Wallet Verifiable Credential UI Template (Digital ID)
The UI handles presentation and consent; it never invents or stores the trust itself.
TL;DR
Verifiable credentials let users prove a claim with selective disclosure. The UI's core job is clear consent. Build the credential card, share-consent, and result screens from a free VP0 design, and rely on the W3C Verifiable Credentials standard and certified issuers for the cryptography. Store credentials in secure hardware and share the minimum.
A verifiable credential is a tamper-evident digital claim, a digital ID, a membership, a diploma, that a user holds in a wallet and can present to prove something without handing over everything.

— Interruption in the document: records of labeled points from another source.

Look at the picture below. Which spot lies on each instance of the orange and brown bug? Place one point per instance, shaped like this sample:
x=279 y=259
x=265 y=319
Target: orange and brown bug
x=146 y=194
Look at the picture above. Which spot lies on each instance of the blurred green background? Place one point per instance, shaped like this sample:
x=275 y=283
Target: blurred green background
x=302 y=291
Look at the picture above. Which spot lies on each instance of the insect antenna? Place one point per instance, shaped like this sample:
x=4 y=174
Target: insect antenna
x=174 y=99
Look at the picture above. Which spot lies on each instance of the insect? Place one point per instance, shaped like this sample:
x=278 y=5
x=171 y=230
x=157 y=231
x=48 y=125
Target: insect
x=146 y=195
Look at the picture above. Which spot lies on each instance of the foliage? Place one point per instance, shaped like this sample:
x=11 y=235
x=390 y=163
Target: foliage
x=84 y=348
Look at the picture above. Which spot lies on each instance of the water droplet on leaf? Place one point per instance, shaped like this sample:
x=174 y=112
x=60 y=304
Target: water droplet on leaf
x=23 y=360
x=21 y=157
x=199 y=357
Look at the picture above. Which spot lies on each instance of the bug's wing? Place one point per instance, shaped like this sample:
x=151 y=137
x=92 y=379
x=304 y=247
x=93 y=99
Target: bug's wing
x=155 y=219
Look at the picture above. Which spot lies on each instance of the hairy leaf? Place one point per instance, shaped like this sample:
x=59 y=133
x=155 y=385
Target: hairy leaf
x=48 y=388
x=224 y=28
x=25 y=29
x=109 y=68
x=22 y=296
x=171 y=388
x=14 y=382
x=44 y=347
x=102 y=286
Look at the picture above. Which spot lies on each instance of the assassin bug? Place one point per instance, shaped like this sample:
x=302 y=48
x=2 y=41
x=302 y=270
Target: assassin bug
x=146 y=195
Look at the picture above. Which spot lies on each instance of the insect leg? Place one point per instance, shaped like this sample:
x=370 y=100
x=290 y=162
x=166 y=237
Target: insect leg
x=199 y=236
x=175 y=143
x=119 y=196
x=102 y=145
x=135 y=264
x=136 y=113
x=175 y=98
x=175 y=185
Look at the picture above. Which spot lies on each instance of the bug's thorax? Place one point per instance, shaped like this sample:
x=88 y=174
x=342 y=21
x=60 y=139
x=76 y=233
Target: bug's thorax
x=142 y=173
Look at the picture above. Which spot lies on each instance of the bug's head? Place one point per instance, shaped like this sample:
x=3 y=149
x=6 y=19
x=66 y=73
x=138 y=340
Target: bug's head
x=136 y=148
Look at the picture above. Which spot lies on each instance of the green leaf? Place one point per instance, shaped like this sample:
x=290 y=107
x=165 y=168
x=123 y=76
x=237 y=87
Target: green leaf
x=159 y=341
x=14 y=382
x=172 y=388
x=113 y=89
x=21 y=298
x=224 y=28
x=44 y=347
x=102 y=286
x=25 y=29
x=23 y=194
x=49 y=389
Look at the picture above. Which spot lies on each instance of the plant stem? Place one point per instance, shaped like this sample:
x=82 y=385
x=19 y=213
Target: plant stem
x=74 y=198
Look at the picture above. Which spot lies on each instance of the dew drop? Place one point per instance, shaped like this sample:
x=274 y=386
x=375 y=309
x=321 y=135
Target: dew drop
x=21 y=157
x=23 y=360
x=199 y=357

The short answer to building the UI is, design the credential card, the consent-to-share screen, and the verification result from a free VP0 design, and rely on the W3C Verifiable Credentials standard and certified issuers for the actual cryptography. Your UI handles presentation and consent; it never invents or stores the trust itself. Done right, it shares the minimum needed and makes that obvious to the user.
Why these screens are about consent
The whole point of verifiable credentials is selective disclosure: prove you are over 18 without revealing your birth date or address. So the UI’s job is mostly consent and clarity, showing exactly what a verifier is asking for and letting the user approve only that. The trust comes from the W3C Verifiable Credentials data model and a certified issuer that signs the credential; your app presents and requests, it does not mint credentials. Data sensitivity is at its peak here (identity data), and roughly 71% of mobile apps were found to leak sensitive data, so store credentials in secure hardware and never log their contents.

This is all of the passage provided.